#clubagile : Planning poker & daily meeting

Les agilitateurEs se sont réunis ce vendredi 7 octobre pour découvrir le planning poker et expérimenter le daily meeting.

Un grand merci à Jean-Pierre Bruandet pour l’organisation et l’animation de ces ateliers.

Planning poker

Cette méthode permet d’estimer le temps et la priorité des taches les unes par rapports aux autres. L’estimation est faite par l’ensemble de l’équipe avec une unité de mesure relative : les story point. Ces points sont joués avec des cartes représentant les valeurs de la suite de Fibonacci, soit : 1, 2, 3, 5, 8, 13, 21, 34, 55, 89, 144. Certains simplifient les grandes valeurs en les transformant en 20, 40, 100.

1/ Définir les taches

La première étape a consisté à définir les taches (10 max pour l’exercice) nécessaires pour refaire la cuisine de mamie, notre cas d’étude ici. Sur l’ensemble des taches définies nous avons sélectionné la plus rapide (mais pas nécessairement la plus simple) à faire et la plus longue (pas nécessairement la plus compliquée).

2/ Affecter des story point à chaque tache

Le planning poker se base sur une unité de temps relative, il faut donc commencer par créer le référentiel en estimant la tache jugée la plus courte, puis la plus longue.

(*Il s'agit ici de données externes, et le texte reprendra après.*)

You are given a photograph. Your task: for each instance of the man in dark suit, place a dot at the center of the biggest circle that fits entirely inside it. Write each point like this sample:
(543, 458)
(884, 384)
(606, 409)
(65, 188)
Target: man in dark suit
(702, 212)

Chaque “joueur” met une carte avec un nombre correspondant au temps qu’il pense nécessaire à la tache en cours. Il ne faut pas oublier que nous utilisons une unité relative, ce n’est pas des jours ou des heures. La valeur 1 correspond à une tache très rapide à réaliser et la valeur 100 très très longue. Si les joueurs ne sont pas d’accord ils argumentent leurs choix pour obtenir un consensus ou font une moyenne. Il est possible de changer d’avis face à l’argumentation d’un collègue.

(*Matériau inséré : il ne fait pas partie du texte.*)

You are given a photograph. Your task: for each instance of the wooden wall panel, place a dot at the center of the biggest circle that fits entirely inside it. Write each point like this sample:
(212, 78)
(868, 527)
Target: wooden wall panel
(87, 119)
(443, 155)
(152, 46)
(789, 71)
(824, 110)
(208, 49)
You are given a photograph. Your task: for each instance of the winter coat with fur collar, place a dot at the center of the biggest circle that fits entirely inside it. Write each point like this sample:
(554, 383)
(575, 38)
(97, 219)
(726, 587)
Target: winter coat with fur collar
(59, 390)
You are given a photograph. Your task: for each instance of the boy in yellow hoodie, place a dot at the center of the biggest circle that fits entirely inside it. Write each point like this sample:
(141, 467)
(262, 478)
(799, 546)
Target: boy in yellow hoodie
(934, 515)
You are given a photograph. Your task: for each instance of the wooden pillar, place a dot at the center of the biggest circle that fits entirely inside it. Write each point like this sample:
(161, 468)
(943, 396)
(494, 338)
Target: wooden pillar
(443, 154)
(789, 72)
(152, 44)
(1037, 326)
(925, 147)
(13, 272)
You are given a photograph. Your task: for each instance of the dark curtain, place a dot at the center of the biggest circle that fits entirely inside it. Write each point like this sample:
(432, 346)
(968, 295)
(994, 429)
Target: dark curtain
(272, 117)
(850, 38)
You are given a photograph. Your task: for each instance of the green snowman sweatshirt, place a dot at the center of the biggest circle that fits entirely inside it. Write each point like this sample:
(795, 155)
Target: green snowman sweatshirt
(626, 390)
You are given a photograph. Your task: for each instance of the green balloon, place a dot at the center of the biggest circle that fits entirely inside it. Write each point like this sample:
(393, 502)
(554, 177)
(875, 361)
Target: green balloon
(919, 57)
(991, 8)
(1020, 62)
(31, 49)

Une fois le référentiel créé on évalue de la même manière l’ensemble des autres taches par rapport aux deux premières.

Lorsque toutes les taches ont été évaluées ont a une hiérarchisation des taches en terme de temps à passer.

3/ Définir la business value de chaque tache

La priorisation des taches ne peut pas se faire uniquement en fonction du temps à passer, la tache la plus courte n’est pas nécessairement la première à effectuer. Nous allons donc définir une deuxième échelle en affectant des points de business value à chaque tache. Qu’elle tache apporte le plus de valeur au projet ? C’est généralement le product owner et parfois le client qui se charge de ce travail.

4/ Définir les priorités

Nous avons maintenant deux valeurs par tache, les story point et la business value. Pour définir la priorité des taches il suffit de calculer le BFTB, c’est à dire faire le ratio business value / story point.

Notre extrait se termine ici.